Melissa, do you need items for your guest to bid on or is it an online auction too? 

Are your guest Polar Bear people or just friends?

Can we donate items not to do with Polar Bears?


----------



## irnfit (Nov 21, 2006)

Try looking for a "cheater" fabric. Cheater fabrics are pre-printed fabric panels that look like a quilt, but are just made to look like you have sewn quilt squares together. Like this...I know it's not polar bears, but you get the idea.


----------



## Julie (Feb 8, 2007)

That's a good idea Michele.....I'm hoping Melissa will step into the sewing/quilt world! :becky:

Melissa--if you see this please pm me your address.


----------



## margaretandluigi (Mar 12, 2008)

I have been making "cheater" quilts with those patterns for a while. I have broder collies, JRTs, labs, and Westies among many others. No Havanese though...  

Since I have a border and a JRT, making Josie's and Luigi's quilts were easy. I have to get more creative for Desilu (Hav) and Bruce (Cairn terrier). Right now I'm working on Desi's - it is an I Love Lucy theme (since his registered name is Hendershot's Lucy I'm home). Bruce's quilt will be based off of the Wizard of Oz. 

I could probably help you out with a polar bear quilt for NEXT year. Let me know...

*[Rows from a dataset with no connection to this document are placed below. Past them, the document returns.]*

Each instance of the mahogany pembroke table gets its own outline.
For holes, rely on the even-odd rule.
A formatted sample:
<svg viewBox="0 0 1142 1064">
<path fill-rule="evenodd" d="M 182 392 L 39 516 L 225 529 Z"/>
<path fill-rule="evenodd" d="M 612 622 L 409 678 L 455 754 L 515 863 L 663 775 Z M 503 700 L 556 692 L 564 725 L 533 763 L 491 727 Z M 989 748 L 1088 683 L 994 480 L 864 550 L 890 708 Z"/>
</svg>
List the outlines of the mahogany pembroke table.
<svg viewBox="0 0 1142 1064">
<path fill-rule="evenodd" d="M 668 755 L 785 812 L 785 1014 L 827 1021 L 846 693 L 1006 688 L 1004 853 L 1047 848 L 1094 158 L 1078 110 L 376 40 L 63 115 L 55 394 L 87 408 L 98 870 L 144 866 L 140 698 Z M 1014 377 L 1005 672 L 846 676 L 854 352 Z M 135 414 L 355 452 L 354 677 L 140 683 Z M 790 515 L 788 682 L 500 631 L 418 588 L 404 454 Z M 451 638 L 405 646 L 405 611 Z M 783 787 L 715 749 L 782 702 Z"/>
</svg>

BTW, the three rules of quilting are:

1. If you like a fabric, buy two yards.
2. If you love a fabric, buy four yards.
3. If you have no idea what to do with a fabric, buy however much is on the bolt.


----------



## margaretandluigi (Mar 12, 2008)

Check out this panel that is currently on Ebay:

http://cgi.ebay.com/Polar-Bear-Bear...mdZViewItemQQptZUS_Fabric?hash=item53da1fe823


----------



## marjrc (Jan 13, 2007)

LOL Funny, Margaret!! True too.


----------



## irnfit (Nov 21, 2006)

I went to a small, local quilt show last week and was explaining to my friend what a "cheater" was. I was told they are now called "convenience" fabric panels.


----------



## Sheri (Oct 11, 2008)

Margaret, I think I've struggled against the pull of those three rules without even knowing they WERE rules! Ha! That explains it....:rockon:


----------



## margaretandluigi (Mar 12, 2008)

I'm fairly certain that I could quilt 24 hours a day for a year and not even make a dent in the fabric that I have. But what fun would that be.

By the way, I discovered the fourth rule last night: No matter how badly you want to finish a project, don't sew when you are tired. I have to go home tonight and take off an entire border that I sewed on upside down last night...


----------



## Sheri (Oct 11, 2008)

Been there, done that!


----------



## Julie (Feb 8, 2007)

margaretandluigi said:


> By the way, I discovered the fourth rule last night: No matter how badly you want to finish a project, don't sew when you are tired. I have to go home tonight and take off an entire border that I sewed on upside down last night...


That's funny.....:laugh: Yes,I have did things like that too! My Dad always used to have a saying...."hurrying is worst enemy". Dad used to say that to us kids alot and we always thought ,"yeah right Dad...just go on" and I find that now playing over and over in my head every time I get "in a toot" to get something done. He was so right.:thumb:


----------



## Julie (Feb 8, 2007)

Melissa---I have 2 polar bear bags made for you,but I need an address to send them to you----let me know asap.

Thanks--


----------



## marjrc (Jan 13, 2007)

O.k., I just spent the whole day washing fabric by hand, wringing out, rinsing, hanging to dry, ironing and sorting.... and maybe got through 1/3 of the fabric I have. Is that nuts or what??!! I have arm/shoulder/hand pain to begin with. ha ! 

I also bought another quilt book 'Quilting For the First Time' and it has me convinced I can make a bunch of things for Christmas. :suspicious: I am certifiable.... ! I can barely sew!!! You all are horrible enablers. :frusty: :nono:


----------



## RikiDaisyDixie (Apr 15, 2008)

*polar bear quilt on etsy*

http://www.etsy.com/view_listing.php?listing_id=32544522&ref=sc_12


----------



## Sheri (Oct 11, 2008)

Julie, you are super to have done these already for Melissa!!

Marj, go for it, sure you can do it, and by Christmas, too, and for everyone on your gift list!! :becky: (But, it will be fun to see how much you get done! Let us know.)

Linda, great find!!


----------



## Melissa Miller (Aug 2, 2006)

Ohmygosh I missed most of these posts. I am indeed going to start quilting. 

I still want to make a polar bear quilt for next year if anyone is interested. All the proceeds will go to Polar Bears International. 

The bags Julie made were AWESOME. Beyond awesome, I was SO IMPRESSED!
Im going to post some photos. 

I need sewing machine advice. Im going to start quilting this winter.


----------